PLN Sektor Padang Ambil Rumah Dinas Yang Ditempati Zainal Arifin


SUMBARNET.COM - Sungguh malang nasib yang dialami Zainal Arifin BE (66), pensiunan pegawai PT PLN (Persero) Distribusi Jawa Barat Bidang Niaga, yang  pernah ditunjuk sebagai Kepala Unit Gardu Induk (GI) dan Transmisi Solok Sektor Padang. Sebab diusia senjanya saat ini, ia malah ditimpa persoalan sangat berat.

Kisah pilu yang dialami Zainal Arifin berawal ketika rumah yang telah ditempatinya berpuluh tahun di Kelurahan Tanah Garam, Kecamatan Lubuk Sikarah, Kota Solok, diambil secara sepihak oleh PLN Sektor Padang, dengan alasan rumah itu adalah aset PT PLN.

"Saya sangat kecewa dengan pihak PT PLN sebab semenjak rumah itu saya tempati pada September 1988, saya tidak pernah diberikan surat penunjukan menempati rumah dinas, sebagaimana lazimnya perusahaan menunjuk atau menugaskan sesuatu kepada pegawainya," kata Zainal Arifin kepada awak media pada Senen (24/2).

Zainal Arifin menjelaskan, "walau surat penunjukan itu telah saya ajukan berulangkali, namun saat itu jawab pimpinan PLN Sektor Padang tetap sama, yaitu rumah tersebut tidak terdaftar sebagai aset atau aktifa tetap PLN di Sektor Padang,” jelasnya.
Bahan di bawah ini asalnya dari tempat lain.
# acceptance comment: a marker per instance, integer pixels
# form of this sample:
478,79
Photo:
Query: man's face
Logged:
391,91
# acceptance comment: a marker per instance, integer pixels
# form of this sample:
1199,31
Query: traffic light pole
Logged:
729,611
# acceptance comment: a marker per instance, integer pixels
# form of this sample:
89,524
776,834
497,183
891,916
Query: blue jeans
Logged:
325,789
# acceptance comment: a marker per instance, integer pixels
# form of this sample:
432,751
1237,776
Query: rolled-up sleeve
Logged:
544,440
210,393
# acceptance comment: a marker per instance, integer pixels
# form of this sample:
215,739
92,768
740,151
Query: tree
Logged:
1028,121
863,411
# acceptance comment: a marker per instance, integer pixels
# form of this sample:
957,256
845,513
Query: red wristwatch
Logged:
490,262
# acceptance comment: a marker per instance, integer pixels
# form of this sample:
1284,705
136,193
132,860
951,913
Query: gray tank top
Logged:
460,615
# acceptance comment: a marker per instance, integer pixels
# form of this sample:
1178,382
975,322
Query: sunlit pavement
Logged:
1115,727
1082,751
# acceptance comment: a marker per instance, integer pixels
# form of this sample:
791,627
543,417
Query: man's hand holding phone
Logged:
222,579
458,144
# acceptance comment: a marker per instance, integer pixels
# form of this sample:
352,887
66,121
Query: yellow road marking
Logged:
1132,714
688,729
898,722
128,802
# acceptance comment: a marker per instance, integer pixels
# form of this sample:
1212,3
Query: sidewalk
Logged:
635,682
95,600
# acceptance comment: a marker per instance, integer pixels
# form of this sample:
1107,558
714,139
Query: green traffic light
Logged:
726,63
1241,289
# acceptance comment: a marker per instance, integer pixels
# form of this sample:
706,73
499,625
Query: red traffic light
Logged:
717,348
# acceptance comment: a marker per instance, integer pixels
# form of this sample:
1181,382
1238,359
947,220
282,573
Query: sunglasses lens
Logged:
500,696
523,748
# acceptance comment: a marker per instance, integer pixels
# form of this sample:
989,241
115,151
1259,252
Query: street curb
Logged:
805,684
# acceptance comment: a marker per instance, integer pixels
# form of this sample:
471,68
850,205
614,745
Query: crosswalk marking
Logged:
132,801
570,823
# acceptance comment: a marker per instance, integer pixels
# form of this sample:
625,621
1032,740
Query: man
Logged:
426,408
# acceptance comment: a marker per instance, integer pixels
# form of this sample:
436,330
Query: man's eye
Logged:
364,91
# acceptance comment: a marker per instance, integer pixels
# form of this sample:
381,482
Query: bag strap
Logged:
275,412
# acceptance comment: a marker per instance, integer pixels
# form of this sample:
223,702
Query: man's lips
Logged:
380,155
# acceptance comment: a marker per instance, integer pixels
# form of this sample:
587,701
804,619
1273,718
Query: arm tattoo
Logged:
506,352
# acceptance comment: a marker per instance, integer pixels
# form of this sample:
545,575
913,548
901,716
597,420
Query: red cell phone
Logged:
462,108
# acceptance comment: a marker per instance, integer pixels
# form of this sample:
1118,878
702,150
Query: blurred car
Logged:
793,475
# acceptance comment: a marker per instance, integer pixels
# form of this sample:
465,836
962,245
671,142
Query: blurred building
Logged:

Zainal Arifin mengaku ketika itu ia kesulitan untuk menentukan apakah rumah yang dia diami itu merupakan rumah dinas atau rumah jabatan, sebab kata Zainal lagi, "pihak PLN tidak pernah punya bukti tentang kepemilikannya dan terdaftar menjadi aktifa tetap PLN."

Sebagai Kepala Unit Gardu Induk (GI) dan Transmisi Solok Sektor Padang keberadaan Zainal Arifin saat itu adalah untuk mengembangkan jaringan listrik di Kota Solok, jadi ia merasa penting untuk memiliki bukti hukum tentang rumah yang ditempatinya di Kelurahan Tanah Garam itu.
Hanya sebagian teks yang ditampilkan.